The patient was taken up for left radical nephrectomy with regional lymphadenectomy. Intra-op the renal capsule was intact with no renal vein or IVC thrombus. There was no regional lymphadenopathy (Fig. 2).

Fig. 2
figure 2

Gross specimen after radical nephrectomy

Histopathological analysis revealed a 10 × 10 × 5.5 cm renal clear cell carcinoma in the upper and midpole of the kidney (Fig. 3). Ureteric and pelvicalyceal system margins were free of tumour with no lymphovascular or perineural invasion. There was, however, sarcomatoid differentiation of the tumour (Fig. 4).

Fig. 3
figure 3

Microscopic picture showing clear cell carcinoma

Fig. 4
figure 4

Microscopic picture showing sarcomatoid variation

Ten lymph nodes were sampled, none of which showed involvement with tumour.

The pathological staging of the tumour was T2aN0M0 according to AJCC 8th edition.

Post-op the patient did well. Drain and catheter were removed on post-op days 2 and 4, and the patient was discharged on post-op day 6.

On follow-up after 2 months, the patient was well with a normal kidney function and no abnormality on abdominal ultrasound.

3 Discussion

The most common renal malignancy in childhood is Wilms’ tumour with renal cell carcinoma (RCC) being very uncommon accounting for 2–5% of all paediatric renal malignancies [4]. Renal cell carcinoma originates within the epithelium of renal tubules and may be of papillary, clear cell, chromophobe and oncocytoma morphology [5].

A large number of paediatric RCC patients have a hereditary disorder like von Hippel–Lindau disease or have a prior history of undergoing treatment for such as Wilms’ tumour or neuroblatsoma [6].

Therefore, paediatric RCC is mostly a second malignancy in children who have survived previous diseases, possibly from radiation or chemotherapy [6].

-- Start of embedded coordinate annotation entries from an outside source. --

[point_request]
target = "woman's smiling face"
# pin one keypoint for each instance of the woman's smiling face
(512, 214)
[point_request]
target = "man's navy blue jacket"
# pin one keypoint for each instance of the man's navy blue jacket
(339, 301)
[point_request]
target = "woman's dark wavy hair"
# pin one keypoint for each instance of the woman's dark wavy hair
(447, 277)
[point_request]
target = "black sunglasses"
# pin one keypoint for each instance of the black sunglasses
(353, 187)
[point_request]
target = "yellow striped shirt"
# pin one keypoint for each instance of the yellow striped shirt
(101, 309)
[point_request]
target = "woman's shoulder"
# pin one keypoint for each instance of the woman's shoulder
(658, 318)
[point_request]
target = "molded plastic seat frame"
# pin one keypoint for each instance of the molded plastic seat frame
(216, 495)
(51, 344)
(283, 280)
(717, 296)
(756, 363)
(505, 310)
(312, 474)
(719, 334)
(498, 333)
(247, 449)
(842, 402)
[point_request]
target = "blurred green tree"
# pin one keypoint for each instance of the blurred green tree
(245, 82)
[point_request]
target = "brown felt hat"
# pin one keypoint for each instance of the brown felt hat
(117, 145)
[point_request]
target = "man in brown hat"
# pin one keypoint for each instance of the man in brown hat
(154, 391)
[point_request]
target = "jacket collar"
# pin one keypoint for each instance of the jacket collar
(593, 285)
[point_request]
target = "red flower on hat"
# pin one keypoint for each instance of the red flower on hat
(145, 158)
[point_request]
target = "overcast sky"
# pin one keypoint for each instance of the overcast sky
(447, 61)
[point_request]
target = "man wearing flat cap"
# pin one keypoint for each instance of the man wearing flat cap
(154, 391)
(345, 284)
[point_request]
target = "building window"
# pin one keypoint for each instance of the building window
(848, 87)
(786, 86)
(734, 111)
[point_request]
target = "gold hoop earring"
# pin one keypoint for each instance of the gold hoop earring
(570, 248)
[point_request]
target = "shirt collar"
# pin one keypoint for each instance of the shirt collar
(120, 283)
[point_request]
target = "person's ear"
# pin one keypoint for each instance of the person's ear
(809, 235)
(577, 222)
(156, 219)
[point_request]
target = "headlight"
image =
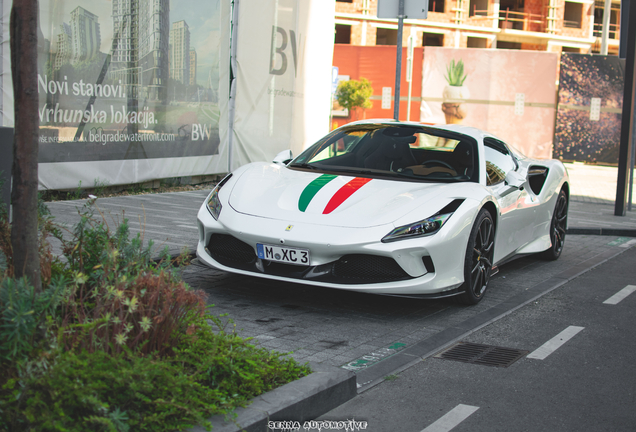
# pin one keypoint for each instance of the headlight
(424, 227)
(213, 202)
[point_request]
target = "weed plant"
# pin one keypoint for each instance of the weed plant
(116, 342)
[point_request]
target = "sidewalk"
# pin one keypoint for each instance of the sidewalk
(592, 202)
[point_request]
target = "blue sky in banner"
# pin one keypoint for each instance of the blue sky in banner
(202, 17)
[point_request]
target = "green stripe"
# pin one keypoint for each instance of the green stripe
(312, 189)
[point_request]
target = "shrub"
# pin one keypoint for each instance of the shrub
(116, 342)
(148, 313)
(210, 373)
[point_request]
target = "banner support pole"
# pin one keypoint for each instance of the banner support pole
(232, 101)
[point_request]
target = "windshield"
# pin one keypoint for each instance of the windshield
(403, 151)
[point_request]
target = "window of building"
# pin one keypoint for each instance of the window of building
(475, 42)
(436, 6)
(432, 39)
(386, 37)
(508, 45)
(478, 8)
(343, 34)
(572, 15)
(599, 7)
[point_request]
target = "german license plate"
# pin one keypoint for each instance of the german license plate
(283, 254)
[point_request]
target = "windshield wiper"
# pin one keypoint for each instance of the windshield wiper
(303, 165)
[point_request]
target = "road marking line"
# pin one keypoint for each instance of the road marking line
(556, 342)
(452, 418)
(616, 298)
(628, 244)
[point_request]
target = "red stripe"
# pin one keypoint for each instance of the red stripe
(345, 192)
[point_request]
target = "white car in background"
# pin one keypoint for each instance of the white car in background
(386, 207)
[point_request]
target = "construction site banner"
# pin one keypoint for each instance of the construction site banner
(128, 90)
(588, 121)
(509, 93)
(283, 76)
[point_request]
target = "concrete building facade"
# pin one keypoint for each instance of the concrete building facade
(543, 25)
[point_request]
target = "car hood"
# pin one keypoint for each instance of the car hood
(276, 192)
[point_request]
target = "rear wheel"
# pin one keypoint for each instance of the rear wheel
(557, 228)
(478, 261)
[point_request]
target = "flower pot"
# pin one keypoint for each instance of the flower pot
(452, 97)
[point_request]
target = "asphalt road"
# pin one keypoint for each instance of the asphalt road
(577, 372)
(587, 384)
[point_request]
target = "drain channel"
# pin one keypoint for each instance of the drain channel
(486, 355)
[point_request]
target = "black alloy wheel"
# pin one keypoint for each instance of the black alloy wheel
(479, 257)
(557, 228)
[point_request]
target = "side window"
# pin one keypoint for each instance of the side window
(499, 161)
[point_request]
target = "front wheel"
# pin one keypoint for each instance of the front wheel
(557, 228)
(478, 261)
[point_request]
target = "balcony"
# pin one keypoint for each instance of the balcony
(614, 31)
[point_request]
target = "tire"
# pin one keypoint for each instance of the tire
(478, 262)
(557, 228)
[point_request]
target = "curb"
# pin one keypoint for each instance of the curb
(374, 375)
(621, 232)
(305, 399)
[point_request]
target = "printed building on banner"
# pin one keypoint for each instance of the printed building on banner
(134, 90)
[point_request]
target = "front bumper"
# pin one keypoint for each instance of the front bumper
(344, 258)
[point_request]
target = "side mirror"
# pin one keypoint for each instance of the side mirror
(283, 157)
(515, 180)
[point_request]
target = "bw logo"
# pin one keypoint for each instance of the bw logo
(278, 51)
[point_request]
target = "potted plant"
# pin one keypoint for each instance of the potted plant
(454, 93)
(353, 95)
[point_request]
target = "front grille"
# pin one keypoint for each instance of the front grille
(350, 269)
(229, 250)
(368, 269)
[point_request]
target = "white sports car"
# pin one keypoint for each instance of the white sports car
(390, 208)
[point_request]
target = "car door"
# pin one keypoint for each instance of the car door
(507, 182)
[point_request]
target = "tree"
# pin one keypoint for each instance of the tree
(354, 94)
(24, 194)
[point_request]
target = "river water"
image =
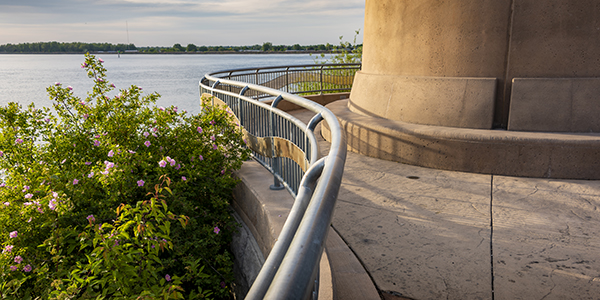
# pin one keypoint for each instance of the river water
(24, 78)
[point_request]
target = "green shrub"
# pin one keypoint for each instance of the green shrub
(83, 208)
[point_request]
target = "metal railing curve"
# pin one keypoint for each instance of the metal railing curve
(288, 149)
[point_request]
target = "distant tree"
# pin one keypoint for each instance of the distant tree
(192, 48)
(267, 46)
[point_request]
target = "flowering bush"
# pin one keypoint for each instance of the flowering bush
(83, 208)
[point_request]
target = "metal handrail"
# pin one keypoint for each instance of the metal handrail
(296, 79)
(292, 265)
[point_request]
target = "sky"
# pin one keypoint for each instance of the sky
(166, 22)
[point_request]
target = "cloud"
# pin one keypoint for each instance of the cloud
(164, 22)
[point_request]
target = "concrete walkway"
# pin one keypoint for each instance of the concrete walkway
(431, 234)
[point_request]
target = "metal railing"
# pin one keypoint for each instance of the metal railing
(296, 79)
(287, 148)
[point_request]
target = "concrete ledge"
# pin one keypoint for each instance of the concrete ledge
(263, 211)
(525, 154)
(441, 101)
(555, 105)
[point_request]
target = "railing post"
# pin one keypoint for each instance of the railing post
(212, 93)
(287, 79)
(321, 93)
(276, 160)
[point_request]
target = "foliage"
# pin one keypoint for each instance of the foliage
(83, 208)
(346, 52)
(332, 80)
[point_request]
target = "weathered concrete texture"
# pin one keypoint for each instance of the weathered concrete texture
(264, 212)
(501, 39)
(441, 101)
(423, 238)
(248, 258)
(555, 104)
(546, 237)
(514, 153)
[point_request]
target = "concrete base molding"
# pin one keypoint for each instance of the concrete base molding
(441, 101)
(512, 153)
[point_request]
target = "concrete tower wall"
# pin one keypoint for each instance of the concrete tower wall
(455, 63)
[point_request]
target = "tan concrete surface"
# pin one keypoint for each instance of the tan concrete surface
(555, 105)
(500, 39)
(546, 238)
(263, 212)
(430, 234)
(423, 233)
(514, 153)
(441, 101)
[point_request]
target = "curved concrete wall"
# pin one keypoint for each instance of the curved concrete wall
(487, 39)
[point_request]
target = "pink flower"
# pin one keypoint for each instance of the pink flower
(52, 204)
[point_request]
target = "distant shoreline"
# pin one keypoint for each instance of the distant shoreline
(179, 53)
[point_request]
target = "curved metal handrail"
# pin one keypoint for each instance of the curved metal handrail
(291, 267)
(295, 79)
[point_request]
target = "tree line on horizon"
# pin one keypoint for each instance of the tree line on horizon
(77, 47)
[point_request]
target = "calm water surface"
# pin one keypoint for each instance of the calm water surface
(24, 78)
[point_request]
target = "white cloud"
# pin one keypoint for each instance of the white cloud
(165, 22)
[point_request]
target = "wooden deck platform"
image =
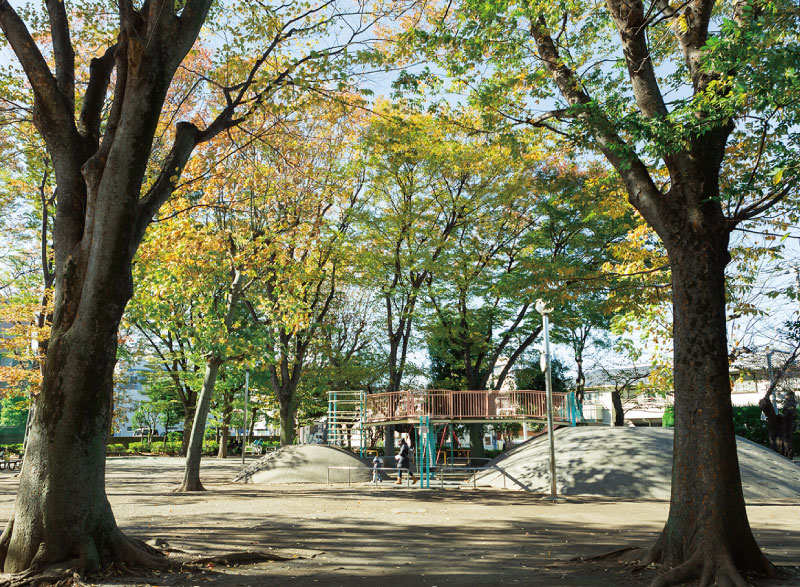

Paediatric RCC is mostly papillary type with high survival rate after treatment [5]. Predictors of poor survival like sarcomatoid differentiation, perivascular and perineural invasion are extremely rare. Radical nephrectomy with lymphadenectomy is the primary treatment modality for paediatric RCC as no studies currently support an increase in survival after the use of adjuvant or neo-adjuvant chemotherapy or radiation therapy [4].

Most patients present with an asymptomatic flank mass, while some may present with haematuria, pain and/or abdominal mass [6]. As per Children Oncology Group (COG), the use of imaging is very important in the initial assessment of paediatric RCC [6]. An ultrasound can detect a renal lesion, and a contrast-enhanced CT imaging is used to assess tumour size, extension of the mass, enhancement pattern, the presence of calcification (suggestive of RCC), lymph node enlargement, vascular invasion, neo-vascularity, the presence of an ipsilateral or contralateral lesion, and for identification of metastatic disease [6].

The most common differential diagnosis of a renal mass in a child is Wilms’ tumour with RCC occurring rarely. Both types of renal malignancies are best treated by surgical resection as a first step. The benefit of adjuvant therapy in case of paediatric RCC is still under study.

Five-year survival rate for patient with stage I is higher than 90% and 50–80% for patients with stage II and III and only 9% for patients with stage IV.

There is not much literature about the presence of sarcomatoid differentiation in paediatric age group, and this was the first such case at our institute.

4 Conclusion

In conclusion, experience with paediatric RCC is limited and further studies are necessary to develop a standard therapeutic strategy.